Bruce E. Ivins went to work each day in a high-security federal laboratory where he handled some of the world’s deadliest substances. But more than a year before the 2001 anthrax attacks, the scientist admitted to himself that he was losing his grasp on reality.
“Paranoid man works with deadly anthrax!!!” he wrote in one e-mail message in July 2000, predicting what a National Enquirer headline might read if he agreed to participate in a study on his work.
“I wish I could control the thoughts in my mind,” he added a month later in another message to a colleague. “It’s hard enough sometimes controlling my behavior. When I am being eaten alive inside, I always try to put on a good front here at work and at home, so I don’t spread the pestilence.”
He continued, “I get incredible paranoid, delusional thoughts at times, and there’s nothing I can do until they go away.”

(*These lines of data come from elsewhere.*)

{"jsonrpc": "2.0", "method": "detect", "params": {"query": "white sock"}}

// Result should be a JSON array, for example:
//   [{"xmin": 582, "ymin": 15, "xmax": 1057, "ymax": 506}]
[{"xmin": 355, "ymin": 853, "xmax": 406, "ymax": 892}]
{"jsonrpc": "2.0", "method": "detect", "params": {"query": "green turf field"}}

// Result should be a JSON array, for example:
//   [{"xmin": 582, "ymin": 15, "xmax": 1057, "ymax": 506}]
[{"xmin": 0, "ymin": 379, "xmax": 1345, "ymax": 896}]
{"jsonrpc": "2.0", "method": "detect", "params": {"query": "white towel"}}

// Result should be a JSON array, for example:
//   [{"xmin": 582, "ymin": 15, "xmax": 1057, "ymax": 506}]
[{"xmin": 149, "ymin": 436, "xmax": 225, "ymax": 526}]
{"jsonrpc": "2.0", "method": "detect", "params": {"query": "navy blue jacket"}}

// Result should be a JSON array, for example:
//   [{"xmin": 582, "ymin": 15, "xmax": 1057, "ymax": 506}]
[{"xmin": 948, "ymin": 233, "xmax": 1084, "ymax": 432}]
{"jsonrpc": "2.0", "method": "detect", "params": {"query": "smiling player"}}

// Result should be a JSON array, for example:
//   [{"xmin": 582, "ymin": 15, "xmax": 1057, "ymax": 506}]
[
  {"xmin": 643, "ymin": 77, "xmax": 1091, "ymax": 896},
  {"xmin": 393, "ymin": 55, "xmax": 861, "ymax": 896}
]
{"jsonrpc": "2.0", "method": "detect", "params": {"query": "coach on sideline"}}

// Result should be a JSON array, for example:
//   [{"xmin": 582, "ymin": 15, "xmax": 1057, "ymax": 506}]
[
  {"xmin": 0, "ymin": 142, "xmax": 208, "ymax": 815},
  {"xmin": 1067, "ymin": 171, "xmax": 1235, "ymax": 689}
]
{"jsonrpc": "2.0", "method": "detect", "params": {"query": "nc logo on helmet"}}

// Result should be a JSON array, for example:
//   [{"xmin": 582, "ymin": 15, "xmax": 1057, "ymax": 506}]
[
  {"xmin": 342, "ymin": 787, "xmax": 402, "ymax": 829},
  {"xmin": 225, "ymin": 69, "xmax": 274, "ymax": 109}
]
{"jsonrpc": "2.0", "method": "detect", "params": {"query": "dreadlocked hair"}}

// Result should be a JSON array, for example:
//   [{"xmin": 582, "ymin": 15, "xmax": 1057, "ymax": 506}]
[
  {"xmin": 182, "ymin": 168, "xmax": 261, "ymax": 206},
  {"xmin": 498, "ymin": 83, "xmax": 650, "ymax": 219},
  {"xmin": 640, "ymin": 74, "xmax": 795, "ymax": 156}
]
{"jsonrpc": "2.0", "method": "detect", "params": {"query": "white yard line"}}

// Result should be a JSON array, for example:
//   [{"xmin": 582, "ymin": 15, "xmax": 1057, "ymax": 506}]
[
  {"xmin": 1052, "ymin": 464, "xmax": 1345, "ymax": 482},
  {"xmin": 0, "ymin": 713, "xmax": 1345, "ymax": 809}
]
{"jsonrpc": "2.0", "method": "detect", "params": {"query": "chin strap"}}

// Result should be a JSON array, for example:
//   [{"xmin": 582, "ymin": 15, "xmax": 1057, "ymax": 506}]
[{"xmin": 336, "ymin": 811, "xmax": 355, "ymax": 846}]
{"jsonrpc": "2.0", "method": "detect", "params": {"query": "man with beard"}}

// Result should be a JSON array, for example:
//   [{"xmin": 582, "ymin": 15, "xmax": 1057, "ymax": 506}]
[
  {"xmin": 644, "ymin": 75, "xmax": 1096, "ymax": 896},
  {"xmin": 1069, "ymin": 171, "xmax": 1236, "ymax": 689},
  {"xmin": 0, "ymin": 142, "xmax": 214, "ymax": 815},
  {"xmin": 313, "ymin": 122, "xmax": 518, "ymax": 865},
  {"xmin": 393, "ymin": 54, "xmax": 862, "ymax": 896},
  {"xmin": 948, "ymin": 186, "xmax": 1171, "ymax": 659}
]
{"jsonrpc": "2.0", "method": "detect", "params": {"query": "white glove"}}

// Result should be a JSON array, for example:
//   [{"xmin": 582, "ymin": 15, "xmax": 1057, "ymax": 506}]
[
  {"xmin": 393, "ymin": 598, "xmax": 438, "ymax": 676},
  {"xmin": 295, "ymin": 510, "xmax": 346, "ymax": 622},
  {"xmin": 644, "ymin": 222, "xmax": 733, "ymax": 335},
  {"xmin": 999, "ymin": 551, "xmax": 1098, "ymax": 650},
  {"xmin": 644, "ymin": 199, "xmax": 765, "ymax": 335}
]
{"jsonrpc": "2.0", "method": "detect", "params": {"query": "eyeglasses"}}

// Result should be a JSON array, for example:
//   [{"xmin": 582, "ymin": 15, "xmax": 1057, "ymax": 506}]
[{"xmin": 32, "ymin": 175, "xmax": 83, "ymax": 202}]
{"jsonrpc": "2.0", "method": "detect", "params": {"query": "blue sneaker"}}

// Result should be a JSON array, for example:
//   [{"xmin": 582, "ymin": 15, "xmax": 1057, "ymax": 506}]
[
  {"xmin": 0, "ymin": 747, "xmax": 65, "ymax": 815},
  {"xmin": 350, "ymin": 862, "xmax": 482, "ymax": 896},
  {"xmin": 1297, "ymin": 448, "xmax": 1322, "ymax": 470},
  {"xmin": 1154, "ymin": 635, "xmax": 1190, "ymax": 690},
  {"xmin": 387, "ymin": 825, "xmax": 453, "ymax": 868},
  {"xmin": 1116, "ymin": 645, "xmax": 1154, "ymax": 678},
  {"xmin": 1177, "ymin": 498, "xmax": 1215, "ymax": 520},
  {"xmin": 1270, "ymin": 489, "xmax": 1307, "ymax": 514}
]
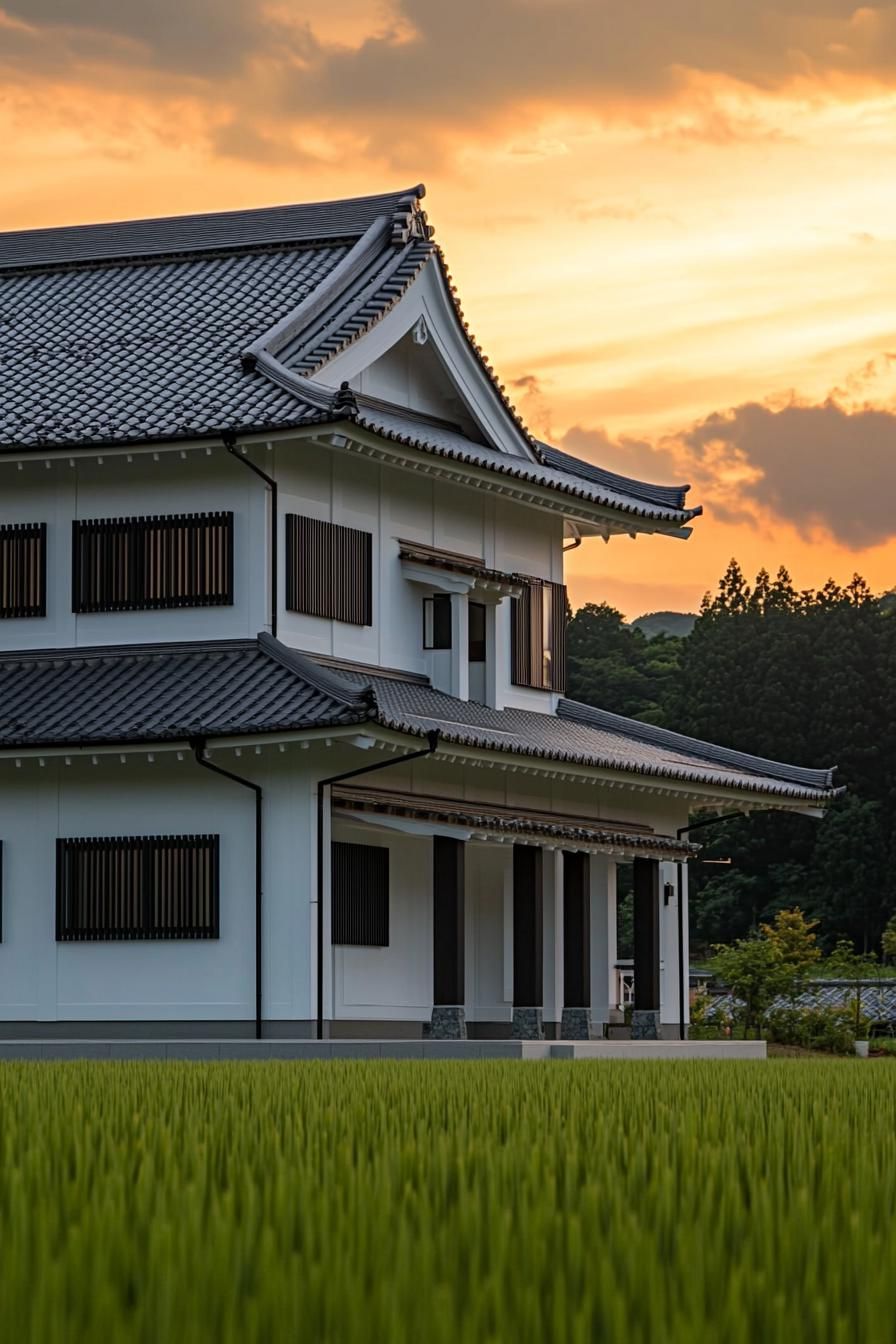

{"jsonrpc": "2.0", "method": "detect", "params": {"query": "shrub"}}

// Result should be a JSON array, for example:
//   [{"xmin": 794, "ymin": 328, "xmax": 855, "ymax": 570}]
[{"xmin": 766, "ymin": 1004, "xmax": 864, "ymax": 1055}]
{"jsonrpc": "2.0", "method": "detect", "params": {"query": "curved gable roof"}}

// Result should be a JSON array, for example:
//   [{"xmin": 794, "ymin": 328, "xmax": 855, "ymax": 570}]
[{"xmin": 0, "ymin": 185, "xmax": 700, "ymax": 531}]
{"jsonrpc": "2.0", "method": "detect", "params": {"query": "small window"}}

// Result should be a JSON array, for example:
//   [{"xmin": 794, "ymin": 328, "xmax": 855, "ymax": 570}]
[
  {"xmin": 56, "ymin": 836, "xmax": 219, "ymax": 942},
  {"xmin": 286, "ymin": 513, "xmax": 373, "ymax": 625},
  {"xmin": 0, "ymin": 523, "xmax": 47, "ymax": 620},
  {"xmin": 423, "ymin": 593, "xmax": 451, "ymax": 649},
  {"xmin": 330, "ymin": 840, "xmax": 388, "ymax": 948},
  {"xmin": 467, "ymin": 602, "xmax": 485, "ymax": 663},
  {"xmin": 510, "ymin": 579, "xmax": 567, "ymax": 691},
  {"xmin": 71, "ymin": 513, "xmax": 234, "ymax": 612}
]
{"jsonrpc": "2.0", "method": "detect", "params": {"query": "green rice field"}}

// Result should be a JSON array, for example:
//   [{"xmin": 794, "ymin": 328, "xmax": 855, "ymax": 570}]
[{"xmin": 0, "ymin": 1060, "xmax": 896, "ymax": 1344}]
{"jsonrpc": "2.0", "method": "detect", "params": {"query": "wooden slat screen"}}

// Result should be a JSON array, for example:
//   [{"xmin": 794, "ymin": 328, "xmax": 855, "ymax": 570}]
[
  {"xmin": 330, "ymin": 840, "xmax": 388, "ymax": 948},
  {"xmin": 71, "ymin": 513, "xmax": 234, "ymax": 612},
  {"xmin": 0, "ymin": 523, "xmax": 47, "ymax": 618},
  {"xmin": 56, "ymin": 836, "xmax": 220, "ymax": 942},
  {"xmin": 510, "ymin": 579, "xmax": 567, "ymax": 691},
  {"xmin": 286, "ymin": 513, "xmax": 373, "ymax": 625}
]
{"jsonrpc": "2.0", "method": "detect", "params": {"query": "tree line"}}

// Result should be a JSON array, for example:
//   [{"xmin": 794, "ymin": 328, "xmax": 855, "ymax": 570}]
[{"xmin": 567, "ymin": 560, "xmax": 896, "ymax": 952}]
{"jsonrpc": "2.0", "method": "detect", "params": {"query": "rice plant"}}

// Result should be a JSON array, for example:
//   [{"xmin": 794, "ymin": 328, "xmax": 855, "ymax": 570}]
[{"xmin": 0, "ymin": 1060, "xmax": 896, "ymax": 1344}]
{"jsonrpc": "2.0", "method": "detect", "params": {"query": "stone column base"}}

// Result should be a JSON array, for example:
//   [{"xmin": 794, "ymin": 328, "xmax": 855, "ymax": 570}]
[
  {"xmin": 631, "ymin": 1008, "xmax": 660, "ymax": 1040},
  {"xmin": 510, "ymin": 1008, "xmax": 544, "ymax": 1040},
  {"xmin": 426, "ymin": 1004, "xmax": 466, "ymax": 1040},
  {"xmin": 560, "ymin": 1008, "xmax": 591, "ymax": 1040}
]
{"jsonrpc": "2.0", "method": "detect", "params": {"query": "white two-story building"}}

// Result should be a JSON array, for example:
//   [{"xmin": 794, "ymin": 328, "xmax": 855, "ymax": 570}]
[{"xmin": 0, "ymin": 188, "xmax": 834, "ymax": 1038}]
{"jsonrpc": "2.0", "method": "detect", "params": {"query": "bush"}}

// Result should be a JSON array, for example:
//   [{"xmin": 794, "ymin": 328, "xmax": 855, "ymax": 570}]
[
  {"xmin": 766, "ymin": 1004, "xmax": 864, "ymax": 1055},
  {"xmin": 688, "ymin": 992, "xmax": 731, "ymax": 1040}
]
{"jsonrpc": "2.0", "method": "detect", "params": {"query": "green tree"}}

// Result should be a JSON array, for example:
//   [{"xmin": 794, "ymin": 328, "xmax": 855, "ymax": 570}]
[
  {"xmin": 759, "ymin": 906, "xmax": 821, "ymax": 977},
  {"xmin": 880, "ymin": 915, "xmax": 896, "ymax": 962},
  {"xmin": 825, "ymin": 938, "xmax": 877, "ymax": 1036},
  {"xmin": 711, "ymin": 937, "xmax": 798, "ymax": 1036}
]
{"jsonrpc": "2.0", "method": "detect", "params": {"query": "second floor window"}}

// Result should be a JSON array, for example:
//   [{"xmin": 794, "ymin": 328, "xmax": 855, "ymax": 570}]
[
  {"xmin": 71, "ymin": 513, "xmax": 234, "ymax": 612},
  {"xmin": 466, "ymin": 602, "xmax": 485, "ymax": 663},
  {"xmin": 423, "ymin": 593, "xmax": 451, "ymax": 649},
  {"xmin": 0, "ymin": 523, "xmax": 47, "ymax": 620},
  {"xmin": 510, "ymin": 579, "xmax": 567, "ymax": 691},
  {"xmin": 286, "ymin": 513, "xmax": 373, "ymax": 625}
]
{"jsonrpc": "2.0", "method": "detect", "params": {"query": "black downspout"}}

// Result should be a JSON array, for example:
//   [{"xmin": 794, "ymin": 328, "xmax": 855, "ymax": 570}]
[
  {"xmin": 220, "ymin": 430, "xmax": 279, "ymax": 638},
  {"xmin": 317, "ymin": 732, "xmax": 439, "ymax": 1040},
  {"xmin": 189, "ymin": 738, "xmax": 262, "ymax": 1040},
  {"xmin": 676, "ymin": 808, "xmax": 778, "ymax": 1040}
]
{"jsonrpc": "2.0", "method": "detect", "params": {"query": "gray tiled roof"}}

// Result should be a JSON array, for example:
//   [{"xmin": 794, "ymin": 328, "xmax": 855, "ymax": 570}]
[
  {"xmin": 0, "ymin": 187, "xmax": 423, "ymax": 270},
  {"xmin": 333, "ymin": 786, "xmax": 700, "ymax": 859},
  {"xmin": 360, "ymin": 676, "xmax": 836, "ymax": 802},
  {"xmin": 0, "ymin": 187, "xmax": 700, "ymax": 527},
  {"xmin": 355, "ymin": 398, "xmax": 703, "ymax": 526},
  {"xmin": 0, "ymin": 634, "xmax": 371, "ymax": 747},
  {"xmin": 0, "ymin": 634, "xmax": 836, "ymax": 802},
  {"xmin": 536, "ymin": 441, "xmax": 690, "ymax": 509}
]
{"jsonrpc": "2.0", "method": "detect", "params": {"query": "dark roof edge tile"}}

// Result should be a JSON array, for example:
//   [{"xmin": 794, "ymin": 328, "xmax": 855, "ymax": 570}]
[
  {"xmin": 258, "ymin": 630, "xmax": 375, "ymax": 710},
  {"xmin": 557, "ymin": 696, "xmax": 837, "ymax": 792},
  {"xmin": 0, "ymin": 638, "xmax": 258, "ymax": 663},
  {"xmin": 0, "ymin": 183, "xmax": 426, "ymax": 270}
]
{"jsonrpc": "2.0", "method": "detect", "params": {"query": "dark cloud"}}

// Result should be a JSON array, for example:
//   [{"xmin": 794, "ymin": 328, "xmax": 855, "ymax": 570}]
[
  {"xmin": 559, "ymin": 399, "xmax": 896, "ymax": 551},
  {"xmin": 681, "ymin": 401, "xmax": 896, "ymax": 550}
]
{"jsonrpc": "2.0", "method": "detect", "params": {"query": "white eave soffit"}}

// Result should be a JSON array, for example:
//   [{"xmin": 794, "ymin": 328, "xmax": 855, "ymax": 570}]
[{"xmin": 312, "ymin": 258, "xmax": 537, "ymax": 462}]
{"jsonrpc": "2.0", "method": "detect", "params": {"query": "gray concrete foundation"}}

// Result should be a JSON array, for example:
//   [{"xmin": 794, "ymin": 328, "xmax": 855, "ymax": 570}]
[
  {"xmin": 0, "ymin": 1039, "xmax": 766, "ymax": 1064},
  {"xmin": 631, "ymin": 1008, "xmax": 661, "ymax": 1040},
  {"xmin": 426, "ymin": 1004, "xmax": 466, "ymax": 1040},
  {"xmin": 510, "ymin": 1008, "xmax": 544, "ymax": 1040},
  {"xmin": 560, "ymin": 1008, "xmax": 591, "ymax": 1040}
]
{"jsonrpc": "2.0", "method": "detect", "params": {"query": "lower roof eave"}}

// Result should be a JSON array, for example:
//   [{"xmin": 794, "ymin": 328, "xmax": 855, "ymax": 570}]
[
  {"xmin": 311, "ymin": 421, "xmax": 699, "ymax": 540},
  {"xmin": 0, "ymin": 719, "xmax": 378, "ymax": 761},
  {"xmin": 368, "ymin": 718, "xmax": 846, "ymax": 816}
]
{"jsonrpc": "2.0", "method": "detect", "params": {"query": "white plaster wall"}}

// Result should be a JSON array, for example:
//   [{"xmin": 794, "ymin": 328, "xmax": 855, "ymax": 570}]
[
  {"xmin": 332, "ymin": 818, "xmax": 433, "ymax": 1021},
  {"xmin": 0, "ymin": 449, "xmax": 270, "ymax": 649},
  {"xmin": 0, "ymin": 751, "xmax": 322, "ymax": 1021},
  {"xmin": 274, "ymin": 441, "xmax": 563, "ymax": 714}
]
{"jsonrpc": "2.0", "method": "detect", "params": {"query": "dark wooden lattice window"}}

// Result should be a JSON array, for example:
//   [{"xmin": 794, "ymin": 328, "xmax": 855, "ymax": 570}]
[
  {"xmin": 56, "ymin": 836, "xmax": 220, "ymax": 942},
  {"xmin": 286, "ymin": 513, "xmax": 373, "ymax": 625},
  {"xmin": 330, "ymin": 840, "xmax": 388, "ymax": 948},
  {"xmin": 510, "ymin": 579, "xmax": 567, "ymax": 691},
  {"xmin": 0, "ymin": 523, "xmax": 47, "ymax": 618},
  {"xmin": 71, "ymin": 513, "xmax": 234, "ymax": 612},
  {"xmin": 423, "ymin": 593, "xmax": 451, "ymax": 649}
]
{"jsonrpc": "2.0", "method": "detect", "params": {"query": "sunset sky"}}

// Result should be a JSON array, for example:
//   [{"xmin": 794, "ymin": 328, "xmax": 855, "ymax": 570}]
[{"xmin": 0, "ymin": 0, "xmax": 896, "ymax": 616}]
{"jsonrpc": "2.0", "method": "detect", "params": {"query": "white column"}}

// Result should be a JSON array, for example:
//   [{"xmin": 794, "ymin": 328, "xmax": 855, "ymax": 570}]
[
  {"xmin": 541, "ymin": 849, "xmax": 563, "ymax": 1024},
  {"xmin": 590, "ymin": 853, "xmax": 617, "ymax": 1025},
  {"xmin": 485, "ymin": 598, "xmax": 510, "ymax": 710},
  {"xmin": 660, "ymin": 863, "xmax": 689, "ymax": 1025},
  {"xmin": 449, "ymin": 593, "xmax": 470, "ymax": 700}
]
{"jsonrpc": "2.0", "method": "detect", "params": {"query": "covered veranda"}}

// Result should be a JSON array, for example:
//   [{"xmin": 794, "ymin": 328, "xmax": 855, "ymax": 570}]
[{"xmin": 321, "ymin": 781, "xmax": 696, "ymax": 1040}]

These e-mail messages and dozens of others are a central element in the case the Federal Bureau of Investigation laid out on Wednesday against the man they say is responsible for the anthrax attacks that killed five people and panicked the country. They provide glimpses into the personality of a man obsessed with a sorority that he first encountered while an undergraduate, asserting in an e-mail message that the women’s group was waging a “fatwah” against him.
Dr. Ivins composed poems — scripted to the nursery rhymes “Hickory Dickory Dock” and “I’m a Little Teapot” — about having two personalities. And he went on what he called “mindless drives” to mail gifts and letters anonymously, the document said, and then “set back the odometer in his car” to fool his wife.
From this quick read of the article, my strong suspicion is that Ivins qualified for a diagnosis of Delusional Disorder. In my capacity as a forensic psychologist, I have on many occasions examined and evaluated people who have committed criminal offenses while under the influence of paranoid delusions. Sometimes these people were suffering from paranoid schizophrenia, which is usually quite incapacitating (these individuals rarely are capable of holding down a job); other times, the correct diagnosis is Delusional Disorder. In the latter cases, the individuals are in fact likely to be holding down jobs, perhaps in highly responsible positions; Delusional Disorder is less disabling than Schizophrenia, in part because it does not cause hallucinations or grossly disorganized behavior. Instead, the person retains an overall capacity to function in a goal-directed manner, with reasonably intact social skills... yet s/he strongly believes things that certainly are not true, and s/he sometimes acts on those beliefs. Because the beliefs, or delusions, are often paranoid in nature, the person feels threatened... and this makes him (most of these patients are male) dangerous. Unfortunately, delusional disorder is quite resistant to treatment; these patients (like narcissistic and antisocial patients) do not believe there is anything wrong with them, so they are not likely to seek out or benefit from treatment); moreover, antipsychotic medications, which are fairly effective in Schizophrenia, are much less effective in Delusional Disorder.
Sad to say, contemporary science at this time gives us few answers as to the causes, or potentially effective treatments of, Delusional Disorder. However, I would suggest that in certain workplace settings it is exceedingly critical that individuals who are engaged in the kinds of communications and behaviors described in the case of Ivins (above) be identified, and that every effort be made so that competent risk assessments can be undertaken, in the hopes of preventing disastrous outcomes.